Capstone Reflection

Jonas Gerken - Brazil


May 28, 2018

  There are some moments in my life where I imagine that the moment I am living is something out of a movie. That moments are sequenced together and intense emotional music constantly plays in the background, as if to remind me about how I am supposed to feel. This typically happens when I’m saying goodbye to people, but it also happened when I was giving my capstone presentation.

  The presentation I made was far from comprehensive; it covered the general outline of my year and had some images from my home and my family and various places I visited. I left it so that I had more room to informally describe some things that a keynote couldn’t. But as I did this, I found it incredibly difficult to just talk about the things on the slide. Everytime I went to address something that I needed to, I found myself going on tangents and talking about every little thing that made a specific moment or event special. It was like I was having a movie flashback. I could hear the music in my head, telling me how to feel, showing me things that I lived but couldn’t possibly adequately convey to others. There were happy moments, sad moments, lonely moments, moments of good company, moments of family, moments of love, but I couldn’t show any of these things to a room full of high school juniors and seniors. While my mind raced through wonderful things, I was met by a room of blank, tired faces, probably thinking about their work for next period.

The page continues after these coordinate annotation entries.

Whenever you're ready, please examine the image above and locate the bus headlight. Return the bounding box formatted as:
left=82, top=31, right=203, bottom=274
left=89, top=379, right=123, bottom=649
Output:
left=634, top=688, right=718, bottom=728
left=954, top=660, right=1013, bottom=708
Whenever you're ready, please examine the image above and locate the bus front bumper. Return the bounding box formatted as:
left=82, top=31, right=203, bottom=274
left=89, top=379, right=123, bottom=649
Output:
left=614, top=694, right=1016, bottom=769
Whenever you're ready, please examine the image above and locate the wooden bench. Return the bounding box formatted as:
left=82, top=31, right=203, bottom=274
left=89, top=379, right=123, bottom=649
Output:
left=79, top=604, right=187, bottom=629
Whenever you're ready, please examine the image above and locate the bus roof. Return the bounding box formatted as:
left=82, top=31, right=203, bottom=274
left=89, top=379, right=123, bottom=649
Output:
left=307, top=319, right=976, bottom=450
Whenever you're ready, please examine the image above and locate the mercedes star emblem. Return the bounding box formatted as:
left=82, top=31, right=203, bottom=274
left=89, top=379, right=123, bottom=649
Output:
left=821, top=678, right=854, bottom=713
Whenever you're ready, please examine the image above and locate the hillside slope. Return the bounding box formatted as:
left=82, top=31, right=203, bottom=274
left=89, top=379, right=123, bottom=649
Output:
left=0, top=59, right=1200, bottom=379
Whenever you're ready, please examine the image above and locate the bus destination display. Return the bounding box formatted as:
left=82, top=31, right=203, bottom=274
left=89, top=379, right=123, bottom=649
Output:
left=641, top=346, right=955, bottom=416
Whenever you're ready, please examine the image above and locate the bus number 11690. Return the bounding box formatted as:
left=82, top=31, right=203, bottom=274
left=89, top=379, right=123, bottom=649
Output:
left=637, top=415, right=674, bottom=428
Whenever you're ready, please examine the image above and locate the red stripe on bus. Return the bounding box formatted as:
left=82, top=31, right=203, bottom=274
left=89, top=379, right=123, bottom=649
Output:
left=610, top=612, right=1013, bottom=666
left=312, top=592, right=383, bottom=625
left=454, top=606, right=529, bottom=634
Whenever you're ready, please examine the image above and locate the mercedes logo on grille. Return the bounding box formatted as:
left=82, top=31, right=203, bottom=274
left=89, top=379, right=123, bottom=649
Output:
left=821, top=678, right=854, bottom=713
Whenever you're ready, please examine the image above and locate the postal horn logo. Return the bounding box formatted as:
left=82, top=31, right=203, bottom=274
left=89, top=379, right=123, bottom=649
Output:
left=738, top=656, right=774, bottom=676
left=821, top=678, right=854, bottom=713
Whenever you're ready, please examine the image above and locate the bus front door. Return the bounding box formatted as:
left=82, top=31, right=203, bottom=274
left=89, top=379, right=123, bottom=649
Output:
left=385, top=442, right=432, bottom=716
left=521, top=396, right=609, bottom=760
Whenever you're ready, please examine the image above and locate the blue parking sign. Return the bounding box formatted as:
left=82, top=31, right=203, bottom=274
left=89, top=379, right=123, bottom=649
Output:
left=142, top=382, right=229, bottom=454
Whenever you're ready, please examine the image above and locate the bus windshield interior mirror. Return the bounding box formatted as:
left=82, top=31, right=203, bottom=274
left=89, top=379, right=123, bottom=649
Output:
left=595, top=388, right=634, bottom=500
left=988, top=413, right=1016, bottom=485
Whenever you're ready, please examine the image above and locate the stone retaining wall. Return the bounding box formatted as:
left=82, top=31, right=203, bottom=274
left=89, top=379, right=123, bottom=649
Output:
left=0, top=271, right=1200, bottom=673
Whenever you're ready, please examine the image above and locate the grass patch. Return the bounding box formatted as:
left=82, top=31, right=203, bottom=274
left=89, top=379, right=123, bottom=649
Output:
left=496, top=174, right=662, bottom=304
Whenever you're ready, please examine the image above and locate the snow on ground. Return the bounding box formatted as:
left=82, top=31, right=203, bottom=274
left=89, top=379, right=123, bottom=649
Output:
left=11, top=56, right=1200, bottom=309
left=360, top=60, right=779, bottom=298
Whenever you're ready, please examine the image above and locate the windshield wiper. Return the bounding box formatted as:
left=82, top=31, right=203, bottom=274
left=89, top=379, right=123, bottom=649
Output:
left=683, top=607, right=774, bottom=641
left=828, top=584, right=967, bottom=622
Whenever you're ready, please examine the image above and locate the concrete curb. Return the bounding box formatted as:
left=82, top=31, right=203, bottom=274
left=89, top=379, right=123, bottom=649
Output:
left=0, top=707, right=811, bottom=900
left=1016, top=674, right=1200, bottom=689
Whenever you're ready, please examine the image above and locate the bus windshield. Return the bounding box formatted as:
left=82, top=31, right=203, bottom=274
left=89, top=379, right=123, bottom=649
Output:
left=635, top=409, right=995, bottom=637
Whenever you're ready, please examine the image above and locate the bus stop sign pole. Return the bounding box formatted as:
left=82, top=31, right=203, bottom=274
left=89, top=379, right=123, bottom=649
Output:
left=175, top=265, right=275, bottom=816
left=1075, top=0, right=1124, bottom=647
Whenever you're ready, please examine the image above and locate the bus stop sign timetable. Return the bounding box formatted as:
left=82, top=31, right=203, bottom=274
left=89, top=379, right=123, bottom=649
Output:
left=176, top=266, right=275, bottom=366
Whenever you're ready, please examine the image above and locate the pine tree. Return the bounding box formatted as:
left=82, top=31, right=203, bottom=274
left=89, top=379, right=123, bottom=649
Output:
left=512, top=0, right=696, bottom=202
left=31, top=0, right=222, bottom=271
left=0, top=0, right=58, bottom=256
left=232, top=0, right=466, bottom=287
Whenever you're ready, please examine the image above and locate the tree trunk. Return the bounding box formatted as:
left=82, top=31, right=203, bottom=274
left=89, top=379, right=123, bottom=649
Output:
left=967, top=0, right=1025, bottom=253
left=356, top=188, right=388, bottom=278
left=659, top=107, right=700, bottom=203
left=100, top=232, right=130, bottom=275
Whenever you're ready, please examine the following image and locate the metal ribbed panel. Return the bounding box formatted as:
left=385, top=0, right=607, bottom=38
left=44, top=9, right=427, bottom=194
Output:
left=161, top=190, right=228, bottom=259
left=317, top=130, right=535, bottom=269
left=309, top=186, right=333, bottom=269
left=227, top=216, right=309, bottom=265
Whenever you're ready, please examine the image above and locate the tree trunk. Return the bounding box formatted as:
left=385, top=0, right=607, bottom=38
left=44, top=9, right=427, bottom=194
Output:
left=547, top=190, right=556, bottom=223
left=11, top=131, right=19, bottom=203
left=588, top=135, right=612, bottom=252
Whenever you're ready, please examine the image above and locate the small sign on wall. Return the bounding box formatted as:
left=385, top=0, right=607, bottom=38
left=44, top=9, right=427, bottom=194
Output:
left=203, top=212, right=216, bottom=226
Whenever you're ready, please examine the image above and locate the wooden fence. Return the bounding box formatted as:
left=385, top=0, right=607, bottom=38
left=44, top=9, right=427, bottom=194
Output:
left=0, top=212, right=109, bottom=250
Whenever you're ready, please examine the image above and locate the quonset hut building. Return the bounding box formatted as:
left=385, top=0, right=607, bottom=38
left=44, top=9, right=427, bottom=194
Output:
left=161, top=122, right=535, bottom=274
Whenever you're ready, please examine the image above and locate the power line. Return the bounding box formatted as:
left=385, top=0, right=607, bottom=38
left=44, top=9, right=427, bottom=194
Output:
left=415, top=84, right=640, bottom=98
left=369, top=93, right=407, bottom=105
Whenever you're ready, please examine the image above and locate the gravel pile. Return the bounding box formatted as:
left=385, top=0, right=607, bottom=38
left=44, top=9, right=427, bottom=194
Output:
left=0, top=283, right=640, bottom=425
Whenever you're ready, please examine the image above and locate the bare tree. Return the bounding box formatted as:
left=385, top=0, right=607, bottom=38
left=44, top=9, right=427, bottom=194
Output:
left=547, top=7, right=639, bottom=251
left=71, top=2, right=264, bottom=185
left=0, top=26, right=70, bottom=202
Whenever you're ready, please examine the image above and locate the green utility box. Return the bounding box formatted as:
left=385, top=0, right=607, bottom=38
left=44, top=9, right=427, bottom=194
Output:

  But people were interested; they could see the emotion in my face and how much I cared about my experience. After I finished my presentation, one student exclaimed, “I wish the college office told me about this sooner.” Another two students came up to me afterwards asking for information about Global Citizen Year. But of course there were also those who didn’t care, those who listened but didn’t really listen. There were those who stayed on their phones even when I stared directly at them, or those who left for the bathroom only to return 20 minutes later, disappointed to see the presentation hadn’t ended yet.

  But the fact that some were interested was enough. The fact that I may have changed the opinions of 3 people is enough for me, and leaves me gratified that I did my job with my project.